Le nombre de parts détachées n’a pas autant d’importance que le titre de poste indiqué sur le formulaire. Trizzino ne conçoit pas de puces, ne gère pas une usine ou ne dirige pas une unité de comptabilité. Il est l’administrateur en charge des ventes mondiales de Dell.Avec environ 25 ans de expérience chez Dell et EMC.Et c’est lui qui doit déterminer si la liste d’ordres du serveur IA est réelle, durable et en constante croissance. Lorsque cet agent, doté de cette information précise sur les demandes, parvient à faire sortir l’argent des tables à un niveau record, c’est ce chiffre qui résiste à l’affirmation que Dell souhaite que les investisseurs croient : que la croissance de l’IA justifie la valeur actuelle que le marché a déjà attribuée à l’entreprise. Ce n’est pas donc une preuve que cette affirmation soit fausse. C’est plutôt une porte… Les documents suivants décideront de ce qui se trouve derrière cette porte.

Quelle est la nature d’un Formulaire 144… et ce qu’il n’est pas.

Avant de chercher trop de significations dans ces documents, un débutant doit savoir ce que disent vraiment ces documents. Le formulaire 144 ne représente pas la vente en soi, et il n’est pas non plus une offre de actions par une entreprise. C’est plutôt un avis indiquant l’intention de vendre des actions qui n’ont jamais été enregistrées auprès de la SEC – généralement des actions restreintes reçues par un dirigeant en tant que récompense en nature. La règle 144 exige que cet avis soit fourni avant que le détenteur puisse liquider ces actions. Donc, ce formulaire vous indique simplement qu’une vente est prévue, mais pas que cette vente est déjà en cours. Sa signification dépend entièrement de celui qui le soumet et au prix fixé.

C’est pourquoi une même transaction réalisée par une autre personne ne serait pas notable. Une vente de 21,14 millions de dollars effectuée par quelqu’un d’autre au sein de cette entreprise serait engloutie par l’ampleur des actions en circulation. Ce qui change la situation, c’est que le vendeur est le chef des ventes mondiales, à un moment où tout le risque lié aux ventes repose sur ce canal de vente. La taille de cette vente est modeste pour Dell ; mais elle est importante, car cela montre comment l’une des personnes les plus informées dans l’entreprise traite le prix actuel.

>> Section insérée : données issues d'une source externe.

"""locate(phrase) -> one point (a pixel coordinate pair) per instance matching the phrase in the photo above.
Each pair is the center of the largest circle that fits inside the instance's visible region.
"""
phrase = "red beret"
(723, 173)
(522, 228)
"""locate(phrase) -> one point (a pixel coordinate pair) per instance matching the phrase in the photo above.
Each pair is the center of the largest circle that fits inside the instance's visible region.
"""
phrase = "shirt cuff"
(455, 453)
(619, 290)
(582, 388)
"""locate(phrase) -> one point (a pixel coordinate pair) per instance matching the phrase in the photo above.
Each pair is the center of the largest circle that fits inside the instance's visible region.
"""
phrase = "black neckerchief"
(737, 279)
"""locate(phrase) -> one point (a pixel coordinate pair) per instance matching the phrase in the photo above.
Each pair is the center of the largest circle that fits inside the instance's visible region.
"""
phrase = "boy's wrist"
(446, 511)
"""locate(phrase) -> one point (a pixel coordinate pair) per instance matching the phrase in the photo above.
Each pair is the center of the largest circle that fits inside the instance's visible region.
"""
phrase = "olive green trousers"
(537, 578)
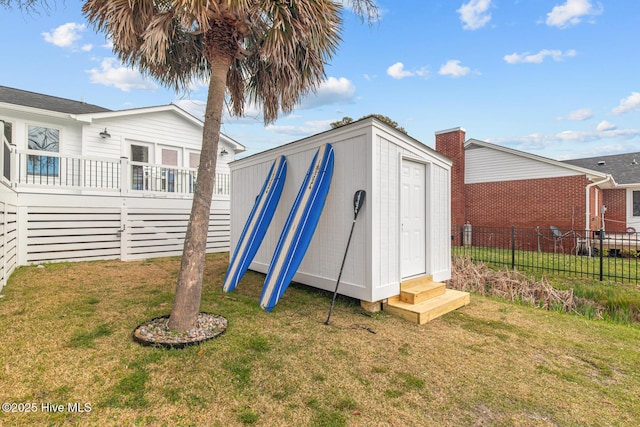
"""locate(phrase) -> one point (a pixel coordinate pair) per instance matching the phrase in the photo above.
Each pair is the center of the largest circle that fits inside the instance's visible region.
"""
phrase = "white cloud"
(454, 69)
(571, 13)
(65, 35)
(537, 58)
(112, 73)
(331, 91)
(474, 14)
(349, 6)
(628, 104)
(539, 141)
(398, 72)
(578, 115)
(605, 126)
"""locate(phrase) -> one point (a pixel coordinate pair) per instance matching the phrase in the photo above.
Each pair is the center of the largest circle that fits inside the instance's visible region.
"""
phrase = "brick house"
(497, 186)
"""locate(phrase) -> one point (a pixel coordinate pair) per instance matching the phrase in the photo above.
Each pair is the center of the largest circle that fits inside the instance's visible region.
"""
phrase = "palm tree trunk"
(186, 303)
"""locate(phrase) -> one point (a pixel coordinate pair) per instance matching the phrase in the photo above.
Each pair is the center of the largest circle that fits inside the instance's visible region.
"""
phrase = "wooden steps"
(422, 300)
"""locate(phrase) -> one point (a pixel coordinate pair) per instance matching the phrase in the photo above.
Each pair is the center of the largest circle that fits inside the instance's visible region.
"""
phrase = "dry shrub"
(514, 286)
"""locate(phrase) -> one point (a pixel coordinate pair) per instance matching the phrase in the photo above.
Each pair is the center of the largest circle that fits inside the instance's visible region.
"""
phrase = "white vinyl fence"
(8, 241)
(82, 228)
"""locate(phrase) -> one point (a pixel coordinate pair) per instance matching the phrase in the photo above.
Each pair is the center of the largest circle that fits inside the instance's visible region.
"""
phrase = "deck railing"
(39, 169)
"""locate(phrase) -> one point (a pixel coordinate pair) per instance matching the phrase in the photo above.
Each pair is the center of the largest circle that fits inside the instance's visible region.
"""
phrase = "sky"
(556, 78)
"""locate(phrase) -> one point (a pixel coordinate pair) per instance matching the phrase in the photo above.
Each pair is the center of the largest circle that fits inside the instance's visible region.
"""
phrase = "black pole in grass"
(358, 201)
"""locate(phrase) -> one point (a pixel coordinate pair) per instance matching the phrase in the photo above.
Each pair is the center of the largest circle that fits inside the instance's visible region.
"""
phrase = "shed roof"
(46, 102)
(625, 168)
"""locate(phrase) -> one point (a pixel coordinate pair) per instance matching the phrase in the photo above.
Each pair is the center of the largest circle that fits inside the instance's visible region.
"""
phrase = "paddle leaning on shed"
(256, 226)
(299, 227)
(358, 201)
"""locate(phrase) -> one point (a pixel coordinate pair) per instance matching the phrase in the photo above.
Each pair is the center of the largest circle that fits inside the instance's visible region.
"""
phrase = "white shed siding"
(368, 157)
(439, 218)
(321, 263)
(488, 165)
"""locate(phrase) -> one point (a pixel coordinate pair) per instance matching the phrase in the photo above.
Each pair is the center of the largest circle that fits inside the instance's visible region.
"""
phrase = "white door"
(413, 216)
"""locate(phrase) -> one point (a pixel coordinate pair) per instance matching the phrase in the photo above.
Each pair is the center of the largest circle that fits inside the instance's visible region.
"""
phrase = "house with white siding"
(400, 252)
(82, 182)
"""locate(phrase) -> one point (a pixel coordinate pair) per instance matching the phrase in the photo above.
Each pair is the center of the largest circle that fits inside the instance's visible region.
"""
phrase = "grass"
(66, 338)
(622, 299)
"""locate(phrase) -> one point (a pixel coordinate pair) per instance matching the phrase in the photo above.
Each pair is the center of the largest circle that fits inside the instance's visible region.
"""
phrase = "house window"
(43, 139)
(139, 173)
(636, 203)
(6, 149)
(194, 161)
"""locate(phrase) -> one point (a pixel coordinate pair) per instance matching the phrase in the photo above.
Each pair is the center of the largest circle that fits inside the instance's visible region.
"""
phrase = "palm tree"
(270, 52)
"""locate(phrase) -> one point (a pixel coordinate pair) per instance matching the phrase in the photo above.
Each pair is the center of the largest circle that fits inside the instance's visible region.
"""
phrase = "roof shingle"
(46, 102)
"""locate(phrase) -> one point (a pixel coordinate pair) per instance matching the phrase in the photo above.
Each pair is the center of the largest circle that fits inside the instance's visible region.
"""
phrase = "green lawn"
(66, 339)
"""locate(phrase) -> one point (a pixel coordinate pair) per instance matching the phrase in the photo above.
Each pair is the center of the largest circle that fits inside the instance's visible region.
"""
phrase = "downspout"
(588, 200)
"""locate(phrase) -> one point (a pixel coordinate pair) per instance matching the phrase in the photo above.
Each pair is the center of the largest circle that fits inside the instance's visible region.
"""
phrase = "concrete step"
(420, 289)
(430, 309)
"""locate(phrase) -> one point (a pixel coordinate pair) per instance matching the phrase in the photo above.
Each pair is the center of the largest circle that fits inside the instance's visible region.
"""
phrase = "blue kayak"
(299, 227)
(257, 224)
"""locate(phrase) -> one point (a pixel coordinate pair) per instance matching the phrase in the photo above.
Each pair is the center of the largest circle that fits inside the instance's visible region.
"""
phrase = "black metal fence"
(572, 253)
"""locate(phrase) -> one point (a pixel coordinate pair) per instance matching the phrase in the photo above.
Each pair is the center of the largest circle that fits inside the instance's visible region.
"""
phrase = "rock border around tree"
(156, 332)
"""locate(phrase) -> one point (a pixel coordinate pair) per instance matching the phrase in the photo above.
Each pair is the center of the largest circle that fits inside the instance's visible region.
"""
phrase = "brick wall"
(451, 144)
(616, 202)
(528, 203)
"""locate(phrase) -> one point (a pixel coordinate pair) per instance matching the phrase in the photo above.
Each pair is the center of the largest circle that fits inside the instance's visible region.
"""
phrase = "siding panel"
(487, 165)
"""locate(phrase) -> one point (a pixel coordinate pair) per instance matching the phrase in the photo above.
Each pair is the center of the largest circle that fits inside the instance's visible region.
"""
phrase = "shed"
(402, 231)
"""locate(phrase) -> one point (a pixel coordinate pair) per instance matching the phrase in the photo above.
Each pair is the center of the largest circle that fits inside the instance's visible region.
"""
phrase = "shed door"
(413, 217)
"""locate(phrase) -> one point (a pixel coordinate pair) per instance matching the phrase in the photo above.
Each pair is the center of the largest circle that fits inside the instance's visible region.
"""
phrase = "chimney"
(450, 142)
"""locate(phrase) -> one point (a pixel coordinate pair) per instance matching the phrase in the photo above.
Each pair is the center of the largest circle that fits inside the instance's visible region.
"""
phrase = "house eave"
(39, 111)
(590, 173)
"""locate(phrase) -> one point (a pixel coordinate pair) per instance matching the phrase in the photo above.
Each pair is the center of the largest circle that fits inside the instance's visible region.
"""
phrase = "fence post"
(513, 246)
(601, 255)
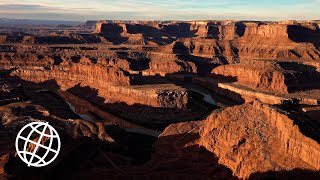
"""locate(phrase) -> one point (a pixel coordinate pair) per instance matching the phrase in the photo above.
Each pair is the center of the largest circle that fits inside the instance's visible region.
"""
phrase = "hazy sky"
(81, 10)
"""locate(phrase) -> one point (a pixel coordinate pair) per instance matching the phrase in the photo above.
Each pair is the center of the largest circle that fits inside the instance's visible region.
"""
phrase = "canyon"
(165, 99)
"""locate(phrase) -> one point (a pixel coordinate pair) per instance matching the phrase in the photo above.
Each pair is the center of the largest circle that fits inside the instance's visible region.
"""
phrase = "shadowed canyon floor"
(165, 100)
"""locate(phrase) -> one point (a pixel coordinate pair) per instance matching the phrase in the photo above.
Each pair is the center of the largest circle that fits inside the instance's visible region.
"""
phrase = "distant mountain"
(30, 22)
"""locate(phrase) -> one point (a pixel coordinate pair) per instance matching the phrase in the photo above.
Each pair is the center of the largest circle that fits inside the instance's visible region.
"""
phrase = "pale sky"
(82, 10)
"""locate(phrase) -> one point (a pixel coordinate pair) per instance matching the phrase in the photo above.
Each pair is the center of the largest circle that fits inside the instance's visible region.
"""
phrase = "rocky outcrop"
(252, 138)
(276, 77)
(258, 138)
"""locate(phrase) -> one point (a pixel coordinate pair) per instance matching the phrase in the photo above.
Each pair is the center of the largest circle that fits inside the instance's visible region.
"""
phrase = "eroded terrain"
(166, 100)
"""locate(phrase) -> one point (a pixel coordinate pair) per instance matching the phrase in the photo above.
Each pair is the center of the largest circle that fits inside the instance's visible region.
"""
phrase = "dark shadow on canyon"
(204, 65)
(88, 158)
(293, 174)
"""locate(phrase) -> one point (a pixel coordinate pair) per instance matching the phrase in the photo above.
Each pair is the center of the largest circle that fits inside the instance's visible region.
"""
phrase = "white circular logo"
(32, 146)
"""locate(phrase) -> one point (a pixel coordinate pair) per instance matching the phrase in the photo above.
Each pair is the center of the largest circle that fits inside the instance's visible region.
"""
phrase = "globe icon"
(38, 144)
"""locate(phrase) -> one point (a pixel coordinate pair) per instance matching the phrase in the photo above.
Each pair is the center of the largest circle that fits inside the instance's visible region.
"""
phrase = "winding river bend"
(83, 108)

Les chiffres record qui ont fait augmenter le prix

Pour comprendre pourquoi le moment est important, il faut voir d’où vient cette action en bourse. Dell a rendu des comptes le 1er septembre.Revenu record de 47,0 milliards de dollarspour son deuxième trimestre financier,+58 % par anLe moteur est constitué de serveurs optimisés par l’IA. Dell60,9 milliards de dollars de commandes pour serveurs d’IA ont été réservés.dans le quartier et l’a terminé avec une95 milliardsBacklog, et la gestion a répondu.En augmentant l’estimation des revenus annuels d’environ 25 milliards de dollars.et soulevant saPrévision grâce au serveur optimisé par l’IAPour l’exercice financier, cela sera de 74 milliards de dollars.

Le marché a réagi en conséquence. Dell a augmenté de près de 346 % depuis le début de l’année. Son cours se situe près de son plus haut niveau des 52 semaines, à 567,75 dollars, contre un plus bas de 110,22 dollars. C’est une action qui a presque quintuplé par rapport au niveau le plus bas. À environ 562 dollars, le ratio P/E est d’environ 31, soit environ 22 fois le EBITDA récent. Quant au rendement des dividendes, il est d’environ 0,4 %. Pour comparaison, HP, son concurrent le plus proche dans le même cycle de produits informatiques et serveurs, a un ratio P/E d’environ 13 et un EV/EBITDA d’environ 9. Le marché paie Dell un prix de croissance supérieur, en supposant que le stock de commandes liées aux serveurs d’IA se transformera en profits durables et croissants – et non en un profit temporaire.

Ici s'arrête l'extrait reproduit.